Punkty w meczu z KAS Konstantynów stracił lider, Boruta Zgierz (był remis 0:0) i nasze zespoły mogły odrobić część strat do zgierzan. Warunek był jeden: ktoś przy „Grota”-Roweckiego musiał wygrać. Nie udało się to nikomu.

Pierwsza połowa rozczarowała dość licznie zgromadzonych widzów. Już w 3. minucie w polu karnym znalazł się napastnik GKS, lecz Piotr Wach wygrał z nim pojedynek. Cztery minuty później po kornerze główkował Szymon Przyk, lecz debiutujący w tym sezonie w bramce GKS, Patryk Rydz zdołał zatrzymać piłkę przed linią bramkową.

Potem w grę obu drużyn wkradł się chaos i niedokładność. Piłkarzom nie można było odmówić walki i ambicji, choćby Arturowi Sobytkowskiemu, który z krwawiącym nosem musiał opuścić boisko. Sytuacji bramkowych było jak na lekarstwo – ze strony Włókniarza niecelnie uderzał Szymon Czerwiński, Przykowi piłkę z głowy „zdjął” Rydz, a Bartosz Jarych nie trafił w bramkę. Z drugiej strony bombę Bartłomieja Kołodziejczyka z rzutu wolnego sparował Wach, a strzał z daleka Jakuba Podkonia chybił celu.

Pięć minut po zmianie stron sprzed pola karnego huknął Wojciech Kucharski i Wach musiał się trochę napocić, by wybić piłkę na bok. Po godzinie gry Patryk Olszewski z Kamilem Kozaneckim przepchnęli się w polu karnym GKS i zdołali podać wzdłuż bramki, ale tam z bliska spudłował Przyk. Potem jeszcze nad poprzeczką główkował Rafał Kujawski, a gdy już „zieloni” zdołali trafić w bramkę (Kozanecki), na posterunku był dobrze dysponowany Rydz.

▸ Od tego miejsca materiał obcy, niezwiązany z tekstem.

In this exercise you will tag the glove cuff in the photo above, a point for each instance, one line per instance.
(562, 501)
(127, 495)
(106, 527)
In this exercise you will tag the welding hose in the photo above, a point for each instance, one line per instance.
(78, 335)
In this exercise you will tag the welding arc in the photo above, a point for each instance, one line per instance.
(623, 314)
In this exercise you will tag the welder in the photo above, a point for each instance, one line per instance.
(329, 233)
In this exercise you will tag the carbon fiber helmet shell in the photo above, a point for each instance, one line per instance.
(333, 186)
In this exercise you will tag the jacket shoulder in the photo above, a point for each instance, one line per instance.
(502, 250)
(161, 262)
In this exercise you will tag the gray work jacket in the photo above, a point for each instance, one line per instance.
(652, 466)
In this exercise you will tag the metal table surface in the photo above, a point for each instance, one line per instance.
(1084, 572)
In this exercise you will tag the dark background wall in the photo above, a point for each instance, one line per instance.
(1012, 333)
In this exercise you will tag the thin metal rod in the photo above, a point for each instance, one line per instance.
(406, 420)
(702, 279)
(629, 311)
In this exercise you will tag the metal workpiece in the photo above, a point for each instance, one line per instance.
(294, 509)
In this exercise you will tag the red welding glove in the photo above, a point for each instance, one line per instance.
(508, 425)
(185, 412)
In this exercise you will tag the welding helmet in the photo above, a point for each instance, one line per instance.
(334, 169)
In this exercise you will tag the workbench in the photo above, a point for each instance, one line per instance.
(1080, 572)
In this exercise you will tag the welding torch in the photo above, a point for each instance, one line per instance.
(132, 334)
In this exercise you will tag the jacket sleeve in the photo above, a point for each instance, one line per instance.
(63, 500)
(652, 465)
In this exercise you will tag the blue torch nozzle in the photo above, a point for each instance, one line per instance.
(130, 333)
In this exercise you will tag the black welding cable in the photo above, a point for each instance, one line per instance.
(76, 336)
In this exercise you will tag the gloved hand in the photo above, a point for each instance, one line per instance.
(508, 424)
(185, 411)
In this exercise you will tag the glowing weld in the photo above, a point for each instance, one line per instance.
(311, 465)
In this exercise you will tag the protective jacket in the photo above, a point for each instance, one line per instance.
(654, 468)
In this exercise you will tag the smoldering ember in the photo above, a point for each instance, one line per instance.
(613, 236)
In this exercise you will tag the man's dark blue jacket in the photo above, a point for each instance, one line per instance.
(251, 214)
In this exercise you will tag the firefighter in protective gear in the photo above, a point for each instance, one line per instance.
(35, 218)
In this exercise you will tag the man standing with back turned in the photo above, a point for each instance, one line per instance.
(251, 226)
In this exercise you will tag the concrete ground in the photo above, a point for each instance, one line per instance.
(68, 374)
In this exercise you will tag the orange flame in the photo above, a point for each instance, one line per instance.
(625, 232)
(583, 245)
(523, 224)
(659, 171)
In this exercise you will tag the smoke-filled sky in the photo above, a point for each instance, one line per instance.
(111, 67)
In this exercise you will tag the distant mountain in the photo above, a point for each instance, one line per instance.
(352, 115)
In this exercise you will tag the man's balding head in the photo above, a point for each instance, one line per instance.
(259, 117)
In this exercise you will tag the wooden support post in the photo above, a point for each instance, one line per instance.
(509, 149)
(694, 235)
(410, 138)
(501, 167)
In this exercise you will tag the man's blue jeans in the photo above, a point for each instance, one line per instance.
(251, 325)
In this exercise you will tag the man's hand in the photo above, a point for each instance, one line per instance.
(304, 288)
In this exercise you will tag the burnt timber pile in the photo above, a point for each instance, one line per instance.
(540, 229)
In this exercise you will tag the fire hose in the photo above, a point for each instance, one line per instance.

W końcówce bardziej aktywni byli pabianiczanie. W 84. minucie z 15. metrów uderzył Przemysław Kita i piłka odbiła się od klatki piersiowej Rydza, lecz na tym się skończyło. Aktywny Kita wypracował sytuację sam na sam z bramkarzem Rafałowi Rikszajdowi, lecz skończyło się tylko na kornerze. W kolejnej akcji Kita dośrodkował, a składającemu się do strzału Rikszajdowi wyrósł jak spod ziemi Filip Krakowski i wybił piłkę.

W 90. minucie po rzucie wolnym Olszewskiego strzelał Kita. Piłka minęła Rydza, lecz w bramce sytuację asekurował Kołodziejczyk i wybił futbolówkę. W sobotę piłkarze obu zespołów zamiast nabojami naładowali swoje strzelby kapiszonami. Może było trochę hałasu, trochę dymu, ale konkretów zabrakło.

Włókniarz: Wach – Jarych (77. Mazur), Czerwiński, Kujawski, Acela (74. Kwiatkowski) – Olszewski, Bocian, Becht, Wójcik (56. Kita), Sobytkowski (15. Kozanecki) – Przyk (63. Rikszajd).

GKS: Rydz – Krakowski, Ziółkowski, Kołodziejczyk, Zagórski – Papuga, Papież (81. Cukierski), Bogdan (67. Pierzyński), Szynka (68. Włodarczyk), Podkoń (81. Wojtczak) – Kucharski.